Retinal Ganglion Cell Neuroprotection in Animal Models of Glaucoma
Glaucoma is a consequence of an increased intra-ocular pressure which causes retinal ganglion cells (the cells connecting the retina to the brain and forming the optic nerve) to degenerate, leading to a loss of vision over time. The molecular mechanisms triggering neuronal death are unknown. Evidence in the literature showed that the inhibition of a specific type of receptor (the Eph-tyrosine kinase receptor A4 -EphA4) expressed on the membranes of neurons and glial cells enhances neuronal regeneration in spinal cord and optic nerve injury models, decreases axonal pathology in MS and is the only disease-modifier gene identified so far in ALS, suggesting that EphA4 is a detrimental factor for neuron survival/regeneration.

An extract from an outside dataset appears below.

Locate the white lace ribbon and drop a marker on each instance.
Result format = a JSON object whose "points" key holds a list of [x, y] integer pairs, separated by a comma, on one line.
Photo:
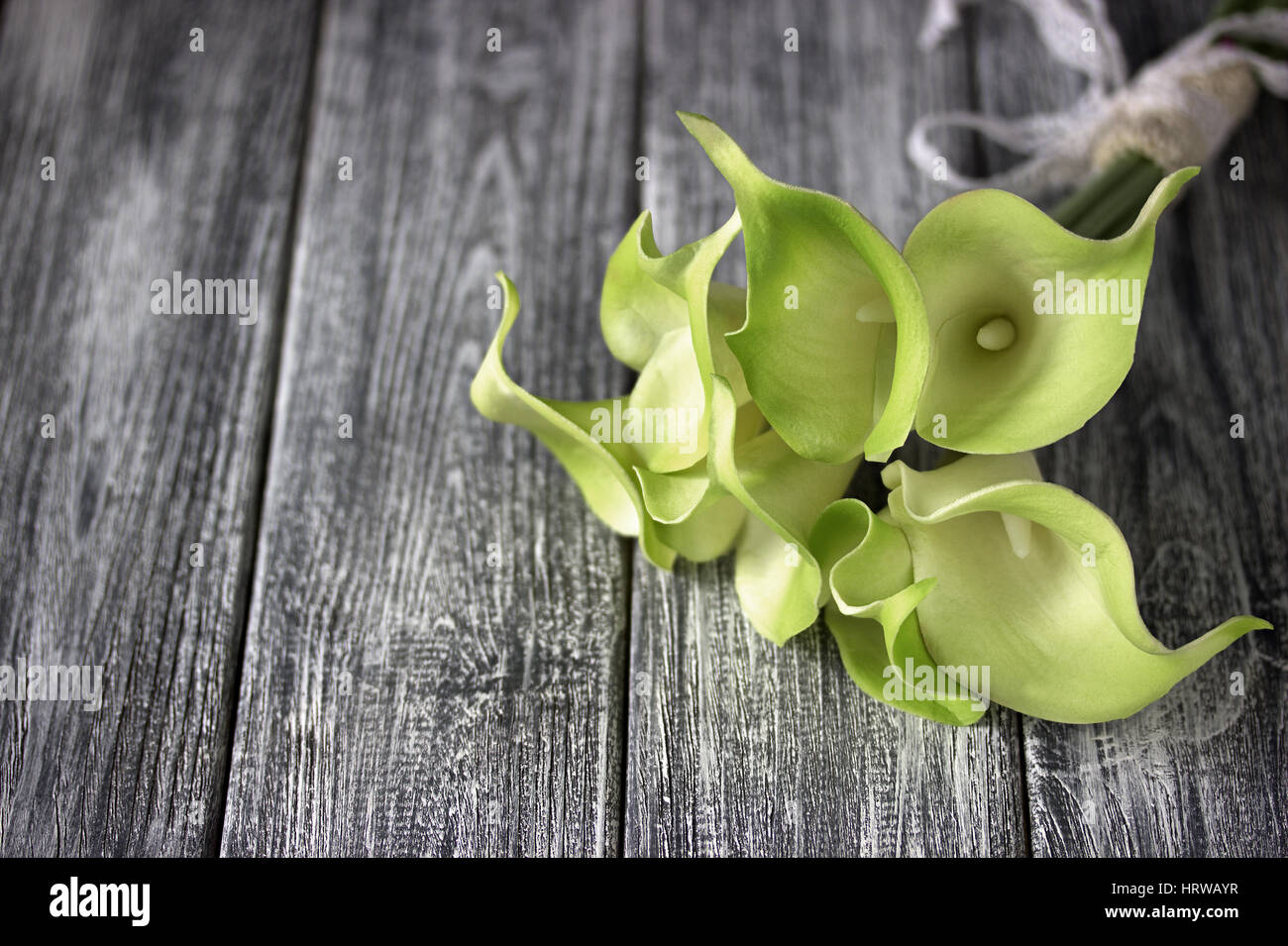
{"points": [[1177, 111]]}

Is the connectivity rearranged in the superior colliculus during retinal cell degeneration? Does the visual system adapt to counterbalance the loss of retinal neurons? Could the inhibition of EphA4 signaling in retinal ganglion cells protect them from degeneration in animal models of glaucoma?
We will induce elevated intra-ocular pressure in an animal model devoid of EphA4 (EphA4KO mouse) and in animal model (wild-type mouse) treated with antagonistic peptides/small molecules interfering with EphA4 signaling. We will analyze retinal ganglion cell degeneration and visual network integrity in the superior colliculus using specific cellular/molecular markers and neural tracing coupled to brain imaging in these models. We will also check the relevance of the mechanosensors mentioned above (project 1) in the progression of glaucoma as these receptors might sense increased intra-ocular pressure and trigger neuronal degeneration.